Some are calling for a municipal tax on foreign investment in residential real estate and on housing flippers. Fralic labels the idea racist if it only applies to off-shore residents, a.k.a. Asian buyers. I agree, so let's open it to all non-resident investors, domestic flippers, and perhaps even to those like Fralic, a proud buyer and seller of rental properties.

While Asian money may be overheating our housing market, ideas from the same continent suggest we could back off a little on the fear of infringing on "free enterprise." Fralic wants to know how a city controls housing costs in a global market without fettering enterprise. Yan points to Singapore and Hong Kong.

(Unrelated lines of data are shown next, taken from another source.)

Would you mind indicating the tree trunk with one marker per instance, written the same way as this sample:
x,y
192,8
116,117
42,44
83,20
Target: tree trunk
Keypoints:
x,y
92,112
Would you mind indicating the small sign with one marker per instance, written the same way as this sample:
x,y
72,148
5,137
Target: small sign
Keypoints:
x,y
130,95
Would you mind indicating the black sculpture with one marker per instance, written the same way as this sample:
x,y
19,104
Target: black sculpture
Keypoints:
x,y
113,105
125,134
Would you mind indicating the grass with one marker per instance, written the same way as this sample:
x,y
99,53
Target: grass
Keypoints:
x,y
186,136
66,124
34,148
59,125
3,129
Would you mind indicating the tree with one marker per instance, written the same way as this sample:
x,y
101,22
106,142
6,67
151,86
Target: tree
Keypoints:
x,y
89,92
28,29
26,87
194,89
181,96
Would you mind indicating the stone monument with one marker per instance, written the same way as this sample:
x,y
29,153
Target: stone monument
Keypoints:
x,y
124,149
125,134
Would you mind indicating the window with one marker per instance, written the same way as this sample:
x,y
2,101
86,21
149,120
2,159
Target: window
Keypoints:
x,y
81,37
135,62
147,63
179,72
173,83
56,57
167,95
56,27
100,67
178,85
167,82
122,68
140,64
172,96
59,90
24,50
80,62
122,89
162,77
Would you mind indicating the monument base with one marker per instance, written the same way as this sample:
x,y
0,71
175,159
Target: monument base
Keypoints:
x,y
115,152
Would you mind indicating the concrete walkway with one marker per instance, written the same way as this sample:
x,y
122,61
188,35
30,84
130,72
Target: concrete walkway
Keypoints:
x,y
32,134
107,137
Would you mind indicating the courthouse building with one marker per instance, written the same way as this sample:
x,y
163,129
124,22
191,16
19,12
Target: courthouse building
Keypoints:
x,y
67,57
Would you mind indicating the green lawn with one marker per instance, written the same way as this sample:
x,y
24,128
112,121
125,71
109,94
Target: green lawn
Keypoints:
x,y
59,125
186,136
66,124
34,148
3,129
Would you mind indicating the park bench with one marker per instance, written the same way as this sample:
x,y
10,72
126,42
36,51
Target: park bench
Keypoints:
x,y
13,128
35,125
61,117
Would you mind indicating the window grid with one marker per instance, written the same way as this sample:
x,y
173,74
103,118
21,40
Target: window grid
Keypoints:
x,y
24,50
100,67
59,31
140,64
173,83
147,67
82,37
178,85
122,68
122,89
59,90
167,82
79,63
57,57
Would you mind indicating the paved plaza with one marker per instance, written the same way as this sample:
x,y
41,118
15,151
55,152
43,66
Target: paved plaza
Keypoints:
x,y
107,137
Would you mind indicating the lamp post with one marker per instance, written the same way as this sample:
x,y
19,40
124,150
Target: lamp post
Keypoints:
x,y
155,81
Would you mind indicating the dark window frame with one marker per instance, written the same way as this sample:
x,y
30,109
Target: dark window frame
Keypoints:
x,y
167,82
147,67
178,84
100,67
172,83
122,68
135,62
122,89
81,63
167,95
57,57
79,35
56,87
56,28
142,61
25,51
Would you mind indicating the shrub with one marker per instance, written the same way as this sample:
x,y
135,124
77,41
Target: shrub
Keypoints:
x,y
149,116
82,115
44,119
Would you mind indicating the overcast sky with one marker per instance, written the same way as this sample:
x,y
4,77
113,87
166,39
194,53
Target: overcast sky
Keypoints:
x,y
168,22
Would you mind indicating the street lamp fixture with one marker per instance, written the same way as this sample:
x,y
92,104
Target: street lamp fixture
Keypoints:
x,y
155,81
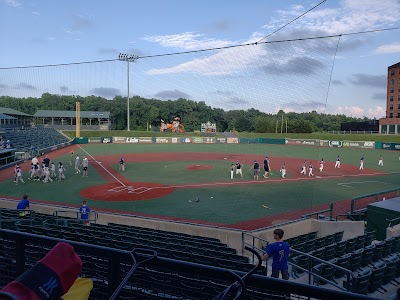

"They're in free markets and global economies and they seem perfectly happy to intervene in the housing market," he said. "Anywhere between 70 to 80 per cent of their populations live in a form of government social housing."

And what Fralic's fear of racism fails to highlight is the impact that housing costs "delinked" from incomes has on some of the region's poorest residents: recent immigrants, the majority of whom are originally from East Asian countries.

Using 2006 data, a University of Toronto study found neighbourhoods with the most recent immigrants in the Lower Mainland were also neighbourhoods where incomes had fallen 15 per cent or more since 1976.

A lot of those neighbourhoods are in the suburbs.